ECLI:NL:CRVB:2020:21
Centrale Raad van Beroep
- Hoger beroep
- Rechtspraak.nl
Weigering van WIA-uitkering na beëindiging en beoordeling van arbeidsongeschiktheid
Op 8 januari 2020 heeft de Centrale Raad van Beroep uitspraak gedaan in een hoger beroep betreffende de weigering van een WIA-uitkering aan appellant. De zaak betreft de beëindiging van de WIA-uitkering door het Uwv per 16 april 2015, omdat appellant minder dan 35% arbeidsongeschikt werd geacht. Appellant had in maart 2015 melding gemaakt van toegenomen klachten, waarna een arts van het Uwv aanvullende beperkingen vastlegde in een Functionele Mogelijkhedenlijst (FML). De arbeidsdeskundige concludeerde dat appellant op basis van geselecteerde functies een mate van arbeidsongeschiktheid had van minder dan 35%.

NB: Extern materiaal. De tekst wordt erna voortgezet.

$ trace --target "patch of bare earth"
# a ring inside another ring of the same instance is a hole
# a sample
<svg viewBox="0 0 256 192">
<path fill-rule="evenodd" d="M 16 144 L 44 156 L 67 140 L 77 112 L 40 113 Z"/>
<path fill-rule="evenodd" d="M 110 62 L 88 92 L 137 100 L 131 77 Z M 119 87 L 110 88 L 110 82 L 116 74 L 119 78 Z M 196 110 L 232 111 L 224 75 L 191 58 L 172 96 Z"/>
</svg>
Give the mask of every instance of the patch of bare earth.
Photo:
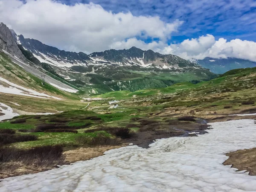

In de procedure heeft appellant bezwaar gemaakt tegen het besluit van het Uwv, maar dit werd ongegrond verklaard. De rechtbank Zeeland-West-Brabant heeft in haar uitspraak van 30 november 2017 het beroep van appellant tegen het bestreden besluit ongegrond verklaard. De rechtbank oordeelde dat er een zorgvuldig medisch onderzoek had plaatsgevonden en dat de artsen van het Uwv de medische beperkingen van appellant correct hadden vastgesteld. Appellant heeft in hoger beroep aangevoerd dat de rechtbank een onjuist oordeel heeft gegeven over de verklaring van zijn huisarts en dat er geen onafhankelijke deskundige is benoemd.
De Centrale Raad van Beroep heeft de argumenten van appellant niet overtuigend geacht. De Raad oordeelde dat de verklaring van de huisarts geen nieuwe informatie bevatte die de eerdere bevindingen van het Uwv zou kunnen ondermijnen. De Raad bevestigde dat appellant de gelegenheid had gehad om nadere medische informatie in te brengen en dat de artsen van het Uwv over voldoende informatie beschikten om hun oordeel te onderbouwen. De Raad concludeerde dat het hoger beroep niet slaagde en bevestigde de uitspraak van de rechtbank.